Top 10 political themes for 2007

By IAN LLEWELLYN - NZPA | Tuesday, 01 January 2008

2007 was been a busy year for those interested in the world of politics, full of high, lows and the plain absurd.

During the year the NZPA press gallery wrote more than 5600 items. Here is a list of its top 10 biggest political stories or themes of the year.

Three – It's the economy, stupid:
The biggest three political stories in NZPA's unscientific survey were all so close it might as well have been a three-way dead heat. The resilient state of the economy, unemployment staggeringly low, interest rates causing pain, monetary policy seemingly ineffective and the dollar being too high for many, were never far from the front pages. The political problem for Finance Minister Michael Cullen is that it has been so long since an even mild recession, that most people have forgotten the pain it can cause. The economy and the debate over tax cuts will be a dominant feature of the political landscape in 2008, with Dr Cullen trying to shrug off his scrooge label.

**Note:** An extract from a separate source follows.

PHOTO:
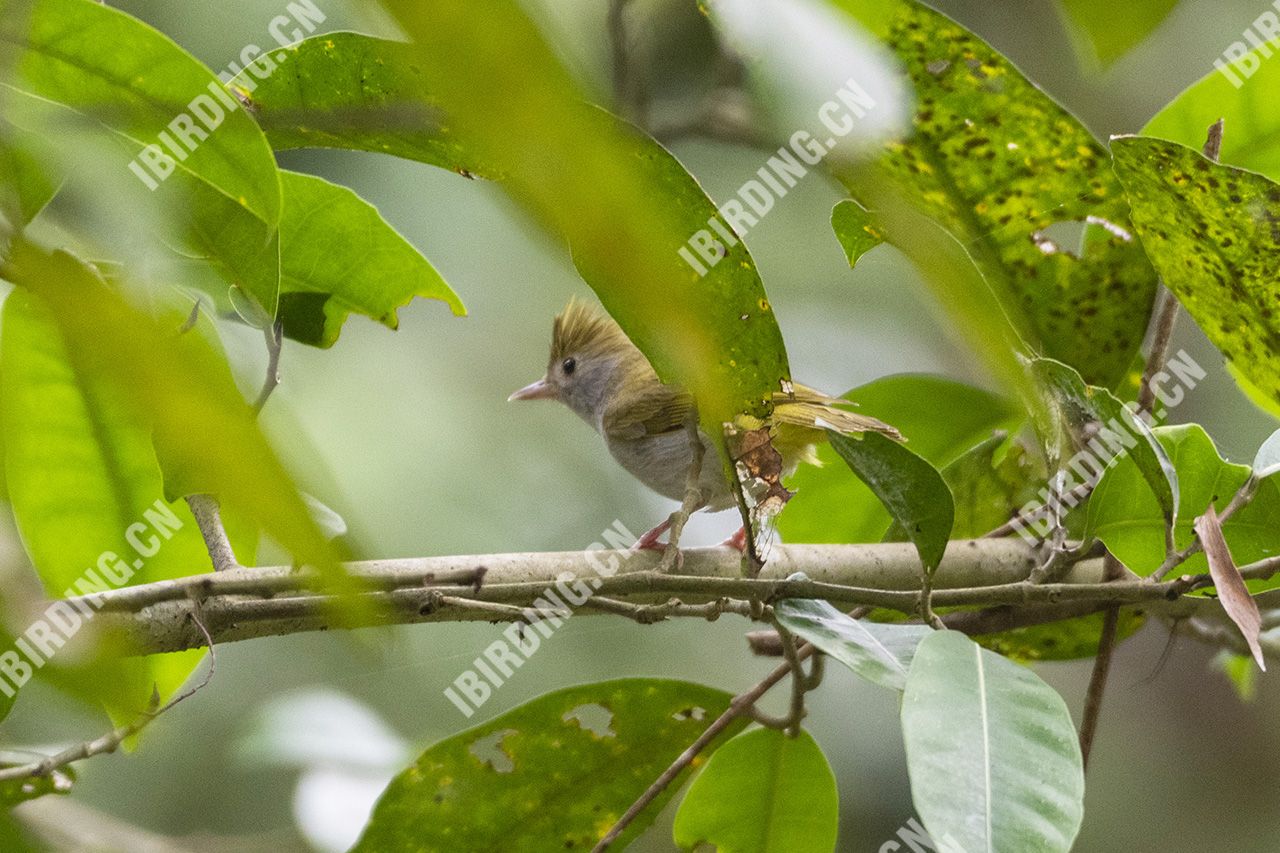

Two – Labour takes a smacking:

The sleeper story of 2006 woke up with a vengeance in 2007 when Green MP Sue Bradford's bill removing the defence of reasonable force when assaulting a child re-emerged on the parliamentary agenda. The debate morphed into a many-headed row over child discipline and abuse, as well as the role of the state in family life. Labour forced its MPs to vote en masse for the bill and the point of principle caused much pain for the party. Many National MPs were horrified when their leader, John Key, did a last minute deal with Miss Clark to back the bill if it was watered down. Many in National felt it would have been better to keep kicking when Labour was down but most of those now link the move to National's rise and Labour's fall.

One – Electoral Law:

After brooding about the 2005 election for a year, Labour and its allies thrust the Electoral Finance Bill on the opposition. Labour's attempt to stamp out big-spending election campaigns came back to bite it as, once again, the debate morphed into a freedom of speech issue. It did not help that the bill was terribly written, confusing, contradictory and plain draconian in places. Labour is hoping that once voters realise it does not affect 99 per cent of people, the fuss will die; how many voters want to spend money persuading others how to vote? However Labour's failure to get wider support and undergo a much-needed overhaul of the dated Electoral Act on a bi-partisan basis may come back to haunt it in 2008.

1 comment:

Andy Moore said...

Good article. I disagree with their take on the Electoral Finance Act, however. The new law does indeed affect far more than 1% of voters - it's implications will not be known for sure until a little while down the track.